The name is derived from the parish church, dedicated to St Patrick, and the Fleming family, the local landowners who resided at Redhall. The medieval parish church was given to Gisborough Priory in Cleveland by Robert de Brus, Lord of Annandale, around 1170, though this connection lapsed after 1330. The present church dates to the 18th century and is protected as a category B listed building.

==Railways==
The village was served by Kirkpatrick railway station on the old Caledonian Railway main line from 1847 to 1960. Today, the line is part of the West Coast Main Line.

==Bruce's Cave==

Bruce's Cave, which boasts a cave allegedly used by King Robert the Bruce.

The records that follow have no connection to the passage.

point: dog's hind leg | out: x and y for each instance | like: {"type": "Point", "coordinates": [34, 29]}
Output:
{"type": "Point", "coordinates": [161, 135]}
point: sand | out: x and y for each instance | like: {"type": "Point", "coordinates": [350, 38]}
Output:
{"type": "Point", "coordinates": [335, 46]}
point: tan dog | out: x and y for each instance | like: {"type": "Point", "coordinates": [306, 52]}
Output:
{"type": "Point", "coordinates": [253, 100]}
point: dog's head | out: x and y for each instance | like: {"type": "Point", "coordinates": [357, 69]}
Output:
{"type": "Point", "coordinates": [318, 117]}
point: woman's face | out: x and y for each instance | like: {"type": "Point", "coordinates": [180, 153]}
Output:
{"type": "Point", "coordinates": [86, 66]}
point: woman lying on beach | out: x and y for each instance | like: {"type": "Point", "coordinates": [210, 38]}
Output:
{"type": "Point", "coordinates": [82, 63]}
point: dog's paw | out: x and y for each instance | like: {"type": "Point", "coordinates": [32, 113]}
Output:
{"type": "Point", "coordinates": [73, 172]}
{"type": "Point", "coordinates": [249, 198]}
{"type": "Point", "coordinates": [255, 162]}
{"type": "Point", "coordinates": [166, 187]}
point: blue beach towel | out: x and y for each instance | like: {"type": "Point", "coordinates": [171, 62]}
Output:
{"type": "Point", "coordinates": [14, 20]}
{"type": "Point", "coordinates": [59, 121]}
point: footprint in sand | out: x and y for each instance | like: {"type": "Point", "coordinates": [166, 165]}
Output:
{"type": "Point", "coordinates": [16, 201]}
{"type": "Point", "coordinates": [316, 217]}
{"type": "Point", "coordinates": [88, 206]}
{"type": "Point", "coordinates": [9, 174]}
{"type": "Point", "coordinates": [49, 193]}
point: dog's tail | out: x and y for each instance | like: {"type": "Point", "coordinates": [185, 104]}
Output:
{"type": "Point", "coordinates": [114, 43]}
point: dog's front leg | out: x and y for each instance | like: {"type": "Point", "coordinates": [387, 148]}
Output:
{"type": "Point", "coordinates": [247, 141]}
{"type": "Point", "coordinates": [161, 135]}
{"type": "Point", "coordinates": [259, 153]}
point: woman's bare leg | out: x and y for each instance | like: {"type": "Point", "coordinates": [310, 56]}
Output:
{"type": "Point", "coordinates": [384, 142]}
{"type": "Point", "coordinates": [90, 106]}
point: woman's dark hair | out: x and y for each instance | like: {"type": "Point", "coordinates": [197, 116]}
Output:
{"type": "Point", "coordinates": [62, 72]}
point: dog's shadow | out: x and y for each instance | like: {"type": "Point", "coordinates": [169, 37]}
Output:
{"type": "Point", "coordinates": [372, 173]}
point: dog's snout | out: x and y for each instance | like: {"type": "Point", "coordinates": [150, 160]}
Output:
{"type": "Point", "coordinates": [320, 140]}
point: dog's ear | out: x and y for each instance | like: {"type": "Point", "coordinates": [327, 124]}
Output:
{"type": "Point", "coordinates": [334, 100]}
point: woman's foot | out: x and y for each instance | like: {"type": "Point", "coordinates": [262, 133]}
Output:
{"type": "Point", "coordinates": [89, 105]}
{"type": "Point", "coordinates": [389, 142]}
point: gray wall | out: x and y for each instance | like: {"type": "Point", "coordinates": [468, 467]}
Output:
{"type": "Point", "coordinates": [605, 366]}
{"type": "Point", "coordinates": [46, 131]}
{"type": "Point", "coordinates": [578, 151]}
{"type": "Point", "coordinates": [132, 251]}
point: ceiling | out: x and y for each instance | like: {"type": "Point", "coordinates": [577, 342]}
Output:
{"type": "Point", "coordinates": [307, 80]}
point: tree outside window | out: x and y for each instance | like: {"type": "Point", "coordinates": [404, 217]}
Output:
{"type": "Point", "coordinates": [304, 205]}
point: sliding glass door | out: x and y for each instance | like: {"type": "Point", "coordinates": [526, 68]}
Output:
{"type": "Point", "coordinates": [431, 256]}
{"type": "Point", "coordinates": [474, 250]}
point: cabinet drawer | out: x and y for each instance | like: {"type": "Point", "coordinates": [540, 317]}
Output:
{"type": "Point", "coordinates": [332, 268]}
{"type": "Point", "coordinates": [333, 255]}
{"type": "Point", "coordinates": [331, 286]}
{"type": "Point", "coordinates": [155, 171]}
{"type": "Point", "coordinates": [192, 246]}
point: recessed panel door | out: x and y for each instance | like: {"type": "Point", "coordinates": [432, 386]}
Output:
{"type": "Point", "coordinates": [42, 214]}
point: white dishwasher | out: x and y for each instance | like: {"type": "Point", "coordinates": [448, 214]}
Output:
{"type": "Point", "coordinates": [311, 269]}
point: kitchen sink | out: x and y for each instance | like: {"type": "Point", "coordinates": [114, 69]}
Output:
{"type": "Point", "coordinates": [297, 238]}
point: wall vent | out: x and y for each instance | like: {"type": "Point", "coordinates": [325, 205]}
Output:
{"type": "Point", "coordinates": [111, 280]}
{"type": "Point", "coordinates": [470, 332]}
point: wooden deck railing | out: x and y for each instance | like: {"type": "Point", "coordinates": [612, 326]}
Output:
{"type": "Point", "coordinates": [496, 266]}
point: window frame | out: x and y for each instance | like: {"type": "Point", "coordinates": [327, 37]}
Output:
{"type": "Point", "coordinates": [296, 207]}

Here the fleeing king is supposed to have watched a spider swinging from one side of the cave to the other, which gave rise to the saying "if at first you don't succeed, try, try, try again".

==Books==
Due to a legacy left to the parish by a former resident, Ann Hill, the archaeology and history of Kirkpatrick Fleming have been studied in two volumes both published by the Dumfriesshire and Galloway Natural History and Antiquarian Society:
- Roger Mercer and others, Kirkpatrick Fleming Dumfriesshire: an Anatomy of a Parish in South West Scotland, 1997
- Duncan and Sheila Adamson, Kirkpatrick Fleming: On the Borders of History, 2011

==Sport==
KP is a virtual football club from the village.

==Notable people==
Fleming is the birthplace of inventor Andrew Smith circa 1798, Andrew Smith is the Father of inventor Andrew Smith Hallidie, who is recognised as being a leading light in the inventing of the wire cable system used by the San Francisco Cable Cars.